My guess is today with the EU most of the people are moving within the EU. Unless they register abroad somehow will their home countries even know? Italy requires Italians to register (even if they move within the EU) but I don't think all countries do this.


----------



## Maggy Dampier (Jun 12, 2018)

There are many people in South Africa of Portuguese descent and currently they make up 15% of the population of Luxembourg.


----------



## Tellus (Nov 24, 2013)

NickZ said:


> There are large Portuguese communities in Canada. Many arrived in the 70s. The Spanish community OTOH is almost non existent. Toronto has hundreds of thousand of Portuguese. Personally I knew three Spanish girls and that's it.


Reckon many of Portuguese people were from Azores....because they lived on the half way to Canada. Better chances than on mainland Portugal.


----------



## Tellus (Nov 24, 2013)

Maggy Dampier said:


> There are many people in South Africa of Portuguese descent and currently they make up 15% of the population of Luxembourg.
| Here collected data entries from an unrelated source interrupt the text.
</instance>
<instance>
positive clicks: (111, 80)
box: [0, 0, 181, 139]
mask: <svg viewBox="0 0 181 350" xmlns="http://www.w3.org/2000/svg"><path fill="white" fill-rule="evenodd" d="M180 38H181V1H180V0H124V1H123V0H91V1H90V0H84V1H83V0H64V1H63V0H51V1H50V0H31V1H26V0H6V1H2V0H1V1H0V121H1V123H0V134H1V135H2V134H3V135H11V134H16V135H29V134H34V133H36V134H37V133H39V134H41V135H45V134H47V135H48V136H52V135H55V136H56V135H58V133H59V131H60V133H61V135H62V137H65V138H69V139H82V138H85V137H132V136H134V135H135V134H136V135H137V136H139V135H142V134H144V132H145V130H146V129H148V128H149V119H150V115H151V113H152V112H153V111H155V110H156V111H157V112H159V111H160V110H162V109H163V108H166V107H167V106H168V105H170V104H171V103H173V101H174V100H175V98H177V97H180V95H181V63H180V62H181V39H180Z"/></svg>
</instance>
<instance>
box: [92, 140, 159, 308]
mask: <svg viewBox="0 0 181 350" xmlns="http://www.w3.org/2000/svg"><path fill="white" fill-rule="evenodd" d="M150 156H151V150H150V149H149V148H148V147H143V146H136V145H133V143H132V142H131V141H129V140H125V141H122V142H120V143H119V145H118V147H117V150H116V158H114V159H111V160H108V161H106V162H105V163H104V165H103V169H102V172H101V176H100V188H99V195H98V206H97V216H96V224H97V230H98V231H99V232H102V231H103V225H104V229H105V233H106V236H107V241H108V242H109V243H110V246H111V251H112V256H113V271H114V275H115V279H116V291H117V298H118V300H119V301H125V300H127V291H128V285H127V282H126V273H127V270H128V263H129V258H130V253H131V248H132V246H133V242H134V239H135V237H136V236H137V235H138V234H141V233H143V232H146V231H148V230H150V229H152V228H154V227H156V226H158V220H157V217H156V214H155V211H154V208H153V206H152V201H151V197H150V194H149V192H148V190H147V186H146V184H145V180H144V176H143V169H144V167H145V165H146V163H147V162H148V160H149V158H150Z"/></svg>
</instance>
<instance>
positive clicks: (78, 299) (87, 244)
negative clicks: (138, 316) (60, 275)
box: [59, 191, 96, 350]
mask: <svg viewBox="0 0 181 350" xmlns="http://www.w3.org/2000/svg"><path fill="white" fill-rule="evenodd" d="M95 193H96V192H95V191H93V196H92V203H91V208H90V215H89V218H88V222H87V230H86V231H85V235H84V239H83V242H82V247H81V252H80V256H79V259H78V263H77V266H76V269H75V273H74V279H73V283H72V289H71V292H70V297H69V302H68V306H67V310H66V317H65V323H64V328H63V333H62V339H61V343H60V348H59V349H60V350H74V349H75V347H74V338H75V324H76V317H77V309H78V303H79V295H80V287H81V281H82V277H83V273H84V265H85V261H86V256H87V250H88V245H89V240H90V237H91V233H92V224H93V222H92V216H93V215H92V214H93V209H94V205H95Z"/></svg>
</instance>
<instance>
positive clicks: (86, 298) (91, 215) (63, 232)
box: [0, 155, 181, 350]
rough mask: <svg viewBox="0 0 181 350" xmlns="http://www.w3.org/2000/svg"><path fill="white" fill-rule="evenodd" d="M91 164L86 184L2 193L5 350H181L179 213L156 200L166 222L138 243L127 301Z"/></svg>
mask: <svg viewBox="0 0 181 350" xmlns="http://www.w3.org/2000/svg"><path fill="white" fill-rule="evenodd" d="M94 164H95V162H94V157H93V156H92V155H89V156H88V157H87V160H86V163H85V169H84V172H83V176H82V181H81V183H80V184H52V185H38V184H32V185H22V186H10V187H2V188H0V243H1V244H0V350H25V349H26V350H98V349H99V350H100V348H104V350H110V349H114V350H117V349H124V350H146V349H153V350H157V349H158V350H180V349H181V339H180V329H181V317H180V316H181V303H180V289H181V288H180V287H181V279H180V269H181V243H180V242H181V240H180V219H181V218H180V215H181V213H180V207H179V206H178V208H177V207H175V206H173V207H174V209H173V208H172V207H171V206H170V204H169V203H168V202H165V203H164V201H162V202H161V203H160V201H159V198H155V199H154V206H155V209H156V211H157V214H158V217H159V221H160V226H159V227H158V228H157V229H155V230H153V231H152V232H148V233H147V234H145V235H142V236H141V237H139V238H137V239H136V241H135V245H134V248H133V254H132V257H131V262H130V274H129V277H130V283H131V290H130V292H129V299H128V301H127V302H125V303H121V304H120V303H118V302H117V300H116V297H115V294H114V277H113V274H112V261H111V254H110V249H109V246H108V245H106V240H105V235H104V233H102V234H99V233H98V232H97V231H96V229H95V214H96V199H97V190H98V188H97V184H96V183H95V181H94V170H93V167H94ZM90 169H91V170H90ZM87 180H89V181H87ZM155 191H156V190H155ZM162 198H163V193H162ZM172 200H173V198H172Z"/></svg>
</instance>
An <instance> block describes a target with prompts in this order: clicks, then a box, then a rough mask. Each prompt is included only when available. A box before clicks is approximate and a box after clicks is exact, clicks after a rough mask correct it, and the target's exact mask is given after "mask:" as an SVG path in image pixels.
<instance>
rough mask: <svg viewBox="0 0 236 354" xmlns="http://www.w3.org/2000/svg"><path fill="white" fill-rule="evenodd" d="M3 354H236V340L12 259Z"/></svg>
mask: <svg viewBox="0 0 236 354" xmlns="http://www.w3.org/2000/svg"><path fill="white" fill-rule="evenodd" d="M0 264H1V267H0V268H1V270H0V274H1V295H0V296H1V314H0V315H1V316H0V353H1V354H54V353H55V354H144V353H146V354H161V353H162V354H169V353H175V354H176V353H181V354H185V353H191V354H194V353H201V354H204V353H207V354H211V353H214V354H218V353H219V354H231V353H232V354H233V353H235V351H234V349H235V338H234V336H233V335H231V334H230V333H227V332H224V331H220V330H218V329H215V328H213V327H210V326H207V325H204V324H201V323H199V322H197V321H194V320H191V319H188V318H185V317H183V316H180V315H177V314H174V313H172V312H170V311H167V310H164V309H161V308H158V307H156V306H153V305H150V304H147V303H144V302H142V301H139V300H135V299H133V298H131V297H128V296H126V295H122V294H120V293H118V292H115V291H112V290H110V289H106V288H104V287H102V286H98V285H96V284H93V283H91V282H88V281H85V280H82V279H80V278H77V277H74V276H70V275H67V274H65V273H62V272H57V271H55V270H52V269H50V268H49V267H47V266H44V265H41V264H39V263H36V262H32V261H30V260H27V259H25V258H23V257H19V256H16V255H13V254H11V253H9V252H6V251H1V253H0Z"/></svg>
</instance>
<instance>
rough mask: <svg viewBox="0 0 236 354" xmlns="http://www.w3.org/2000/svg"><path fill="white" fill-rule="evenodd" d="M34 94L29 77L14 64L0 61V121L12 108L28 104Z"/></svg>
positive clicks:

Mozambique / South Africa..any ideas in history ?
Brits even didn 't leave Rhodesia ( Zimbabwe ) voluntarely. :amen:


----------



## travelling-man (Jun 17, 2011)

Large parts of Africa have large Portuguese populations especially Mozambique, Angola, SA & Zim amongst others & the reason so many are so desparate to get out is because the whole of Africa is rapidly going down the toilet & an awful lot of them are keen to seek safe haven in Portugal


----------



## NickZ (Jun 26, 2009)

Tellus said:


> Reckon many of Portuguese people were from Azores....because they lived on the half way to Canada. Better chances than on mainland Portugal.


I don't know the percentages but there are some. I think mostly from the mainland.


----------



## Maggy Dampier (Jun 12, 2018)

Many of the Portuguese in South Africa were from Madeira originally.


----------



## travelling-man (Jun 17, 2011)

And as a really useless piece of information, the Portuguese played a significant role in building the dam at Kariba...................... Which possibly explains why it now needs an engineering project to repair it. lol! 

Joking aside, many stayed on after the dam was completed & many now are looking to return.


----------